Online Web Design Classes Can Make You a MySpace Guru ... Maybe Even the Next Internet Mogul

by Gabby Hyman
Make You the Next MySpace Guru

Imagine having the ingenuity and Web design chops to become the next Tom Anderson. Pioneer Anderson, now 31 years young, founded the social-networking MySpace in 2003 to help promote his music. Today, more than 160,000 people register every day to host their own pages, and the site is home to 84 million users. When former English major Anderson sold the company to media mogul's Rupert Murdock, he received $580 million.


Reaching your 14th birthday is the only requirement to create a MySpace Web site.

While signup and hosting is free to all who want to network among friends and soon-to-be friends, not all member pages are equal. MySpace provides a basic Web design template for members to upload images and music files; however, the individual page design itself often reflects the graphic shortcomings of its members. Many MySpace pages are busier than O'Hare Airport and look as if they were assembled by a carload of drunken circus clowns.

Online Graphic Design Classes Can Boost Your MySpace Usability

Bright as he is, Anderson still had to hire Web designers and code writers to build his prototypes. And today, MySpace is a haven for young eyes. Business Week reports that at least 87 percent of people between 12 and 17 years old routinely surf the Web. Many lack the patience to wade though a maze of broken images, crashed files, ugly blocks of text, or the flashing eyesores of competing banners.

Even the most rudimentary online HTML and graphic design classes from a Web design degree program can help you ratchet the most hideous MySpace page into a crowd-pleasing destination. Not everyone needs to complete a computer science degree to benefit from an online Web design class. Instructions are straightforward and classes provide shortcuts to soup up a page until it sizzles.

Adding a Degree of Design Expertise Shows Off Your Talent

Whenever you add friends to your MySpace account, you increase your page views exponentially. Anderson boasts of having added 191,117,683 personal contacts--or "friends"--and counting. A glimpse at Anderson's personal page (myspace.com/tom) reveals a straight-forward clean design, along with a graphically pleasing arrangement of his images and information boxes. But it's not the coolest page on the site. While people can buy templates for their MySpace pages, the members who can tweak the code and use graphic design programs to optimize their images have the most impressive networks.

It's amazing that so many MySpacers who pay close attention to their dress and their personal style have pages that look like northbound porcupines from the south. Broken Web code and poor graphics design formatting are typical culprits. Even people using graphical interface Web design programs like DreamWeaver, GoLive, and FrontPage can benefit from online CSS and HTML Web design classes. Because MySpace doesn't allow images over 5MB in size, an online class in digital design can help you optimize your photos so they not only load correctly, but seize a random viewer by the corneas.

Creating the Next Social Space

So exactly what will put you ahead of the pack as the next social networking guru, à la Tom Anderson or YouTube's Chen, Hurley, or Karim? According to Warren and Jurgensen's article, The Wizards of Buzz, in the Wall Street Journal, social news sites such as Digg.com and Reddit.com are responsible for a new generation of hidden influencers who "can more quickly distill what's important for busy readers." Your mission, should you decided to accept it, is to identify and capitalize on an untapped cyberspace subculture of Internet users.

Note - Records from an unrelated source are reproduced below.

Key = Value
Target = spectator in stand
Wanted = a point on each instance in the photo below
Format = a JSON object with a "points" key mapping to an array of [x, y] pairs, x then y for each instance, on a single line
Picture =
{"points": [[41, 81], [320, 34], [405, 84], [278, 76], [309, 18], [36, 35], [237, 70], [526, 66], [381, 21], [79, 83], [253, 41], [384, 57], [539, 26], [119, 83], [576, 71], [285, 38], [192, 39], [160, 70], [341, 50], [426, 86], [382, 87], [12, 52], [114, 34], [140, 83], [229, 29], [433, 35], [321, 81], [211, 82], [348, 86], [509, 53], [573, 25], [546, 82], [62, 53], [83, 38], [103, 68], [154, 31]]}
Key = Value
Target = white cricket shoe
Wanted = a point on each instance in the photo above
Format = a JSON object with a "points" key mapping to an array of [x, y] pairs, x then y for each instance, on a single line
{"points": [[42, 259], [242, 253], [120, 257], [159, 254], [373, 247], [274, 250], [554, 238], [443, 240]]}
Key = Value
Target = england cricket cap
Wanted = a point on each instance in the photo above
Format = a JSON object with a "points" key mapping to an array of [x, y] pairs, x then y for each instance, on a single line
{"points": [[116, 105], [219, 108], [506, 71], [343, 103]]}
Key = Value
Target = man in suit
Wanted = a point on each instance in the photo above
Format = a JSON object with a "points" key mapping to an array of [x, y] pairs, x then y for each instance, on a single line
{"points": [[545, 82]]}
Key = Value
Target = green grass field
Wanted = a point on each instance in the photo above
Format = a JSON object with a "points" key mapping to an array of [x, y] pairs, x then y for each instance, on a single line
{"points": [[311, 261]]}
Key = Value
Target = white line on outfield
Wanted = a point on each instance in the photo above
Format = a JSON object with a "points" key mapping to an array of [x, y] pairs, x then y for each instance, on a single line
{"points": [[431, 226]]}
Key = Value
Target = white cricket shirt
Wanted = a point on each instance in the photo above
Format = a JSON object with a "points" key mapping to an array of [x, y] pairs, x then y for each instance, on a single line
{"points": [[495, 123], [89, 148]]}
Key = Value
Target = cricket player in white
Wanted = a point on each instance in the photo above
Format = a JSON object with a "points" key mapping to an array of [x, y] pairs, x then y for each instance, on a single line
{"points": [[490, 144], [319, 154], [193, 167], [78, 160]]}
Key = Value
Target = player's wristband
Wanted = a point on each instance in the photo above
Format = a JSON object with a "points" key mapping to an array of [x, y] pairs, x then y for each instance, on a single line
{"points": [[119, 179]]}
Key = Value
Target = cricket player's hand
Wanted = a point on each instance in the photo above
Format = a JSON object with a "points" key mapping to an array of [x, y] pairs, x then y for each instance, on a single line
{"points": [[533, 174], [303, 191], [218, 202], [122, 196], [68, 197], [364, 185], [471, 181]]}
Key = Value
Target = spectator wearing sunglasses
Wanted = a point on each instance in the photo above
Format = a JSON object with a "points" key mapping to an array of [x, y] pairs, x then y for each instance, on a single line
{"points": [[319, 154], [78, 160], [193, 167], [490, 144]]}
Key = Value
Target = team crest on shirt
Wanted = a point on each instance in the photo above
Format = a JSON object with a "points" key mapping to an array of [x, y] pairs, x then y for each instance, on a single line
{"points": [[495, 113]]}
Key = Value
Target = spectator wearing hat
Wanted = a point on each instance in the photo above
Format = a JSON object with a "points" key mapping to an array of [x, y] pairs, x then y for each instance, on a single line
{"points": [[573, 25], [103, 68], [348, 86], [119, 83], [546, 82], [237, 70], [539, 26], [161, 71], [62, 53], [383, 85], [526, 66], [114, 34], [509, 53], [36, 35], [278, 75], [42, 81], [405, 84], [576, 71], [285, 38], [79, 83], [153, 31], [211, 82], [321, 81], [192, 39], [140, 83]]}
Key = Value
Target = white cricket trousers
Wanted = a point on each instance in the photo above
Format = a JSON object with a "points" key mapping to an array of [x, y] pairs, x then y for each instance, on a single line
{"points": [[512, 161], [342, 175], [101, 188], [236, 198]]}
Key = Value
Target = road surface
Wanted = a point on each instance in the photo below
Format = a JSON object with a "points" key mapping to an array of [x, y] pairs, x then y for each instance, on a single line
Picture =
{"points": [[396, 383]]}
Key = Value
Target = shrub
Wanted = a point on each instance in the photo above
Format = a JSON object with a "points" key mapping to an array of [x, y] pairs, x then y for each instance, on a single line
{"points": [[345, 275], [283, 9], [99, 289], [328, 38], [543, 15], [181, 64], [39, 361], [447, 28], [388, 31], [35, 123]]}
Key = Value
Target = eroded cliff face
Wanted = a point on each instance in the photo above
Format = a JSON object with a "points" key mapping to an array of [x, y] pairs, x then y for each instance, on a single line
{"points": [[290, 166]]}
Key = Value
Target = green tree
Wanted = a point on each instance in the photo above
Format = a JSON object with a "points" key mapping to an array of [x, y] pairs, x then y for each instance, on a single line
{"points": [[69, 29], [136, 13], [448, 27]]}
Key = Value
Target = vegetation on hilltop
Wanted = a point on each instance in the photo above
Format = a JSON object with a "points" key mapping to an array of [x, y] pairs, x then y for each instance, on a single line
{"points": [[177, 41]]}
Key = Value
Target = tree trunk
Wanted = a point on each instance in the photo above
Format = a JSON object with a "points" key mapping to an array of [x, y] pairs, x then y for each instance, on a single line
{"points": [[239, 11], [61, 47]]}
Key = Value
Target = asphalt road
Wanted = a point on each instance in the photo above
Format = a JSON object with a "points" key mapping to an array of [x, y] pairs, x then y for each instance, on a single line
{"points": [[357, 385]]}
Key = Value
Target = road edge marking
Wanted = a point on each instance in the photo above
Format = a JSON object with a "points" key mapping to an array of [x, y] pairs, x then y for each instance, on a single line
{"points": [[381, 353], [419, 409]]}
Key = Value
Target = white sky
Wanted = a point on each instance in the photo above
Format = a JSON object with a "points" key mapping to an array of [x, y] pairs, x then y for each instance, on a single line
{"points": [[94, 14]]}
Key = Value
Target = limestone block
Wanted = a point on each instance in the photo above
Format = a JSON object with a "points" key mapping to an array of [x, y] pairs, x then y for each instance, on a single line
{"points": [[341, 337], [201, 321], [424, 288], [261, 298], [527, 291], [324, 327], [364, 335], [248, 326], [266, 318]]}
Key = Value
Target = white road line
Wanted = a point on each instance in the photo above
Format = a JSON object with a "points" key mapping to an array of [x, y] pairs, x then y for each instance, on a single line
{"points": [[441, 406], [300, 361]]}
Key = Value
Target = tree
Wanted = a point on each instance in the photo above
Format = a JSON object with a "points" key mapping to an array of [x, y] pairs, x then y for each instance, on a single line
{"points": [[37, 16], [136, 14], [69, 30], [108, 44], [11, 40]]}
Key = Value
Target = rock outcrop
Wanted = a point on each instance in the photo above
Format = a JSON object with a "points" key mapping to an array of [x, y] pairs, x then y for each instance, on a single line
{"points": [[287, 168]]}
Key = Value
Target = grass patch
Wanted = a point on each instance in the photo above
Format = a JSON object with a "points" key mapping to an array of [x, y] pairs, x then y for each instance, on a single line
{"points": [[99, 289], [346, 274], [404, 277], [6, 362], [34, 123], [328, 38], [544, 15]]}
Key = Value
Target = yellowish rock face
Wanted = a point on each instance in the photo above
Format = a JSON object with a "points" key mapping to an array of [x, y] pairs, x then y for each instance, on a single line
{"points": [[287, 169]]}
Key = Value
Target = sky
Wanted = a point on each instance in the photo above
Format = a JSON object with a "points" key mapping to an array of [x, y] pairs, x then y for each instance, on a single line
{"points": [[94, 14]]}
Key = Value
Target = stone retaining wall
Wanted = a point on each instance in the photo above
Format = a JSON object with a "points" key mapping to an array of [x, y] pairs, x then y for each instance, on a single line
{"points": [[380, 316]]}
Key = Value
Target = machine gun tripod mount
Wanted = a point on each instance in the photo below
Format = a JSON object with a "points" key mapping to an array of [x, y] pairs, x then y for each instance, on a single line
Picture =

That's exactly what Reid Hoffman et al envisioned when they launched LinkedIn, sort of a MySpace for professional adults, in 2003. According to a recent article in the South Florida Sun-Sentinel, the logical next step in social networking sites has already begun with Web sites like LinkedIn, "a model for a growing trend of business-oriented networking sites." According to Hoffman, whose ad-driven Web site is growing by 700,000 new users each month, "Sites using social networking software allow [users] to post details on a profile, and use it to directly communicate and access information." Another similar adult social networking site is TradeKing, which "allows investors to search out users with similar investment strategies, and dig up more information about them and their stocks before a trade." These sites are not YouTube or MySpace, but another moneymaking direction that this highly profitable social networking industry can take.

To surf this cyberwave of the future, you'll need Web design skills, business acumen, marketing strategy, a knack for divining trends, and a touch of serendipity. With some creativity, web and graphic design chops, and a little online savvy, your possibilities are virtually limitless.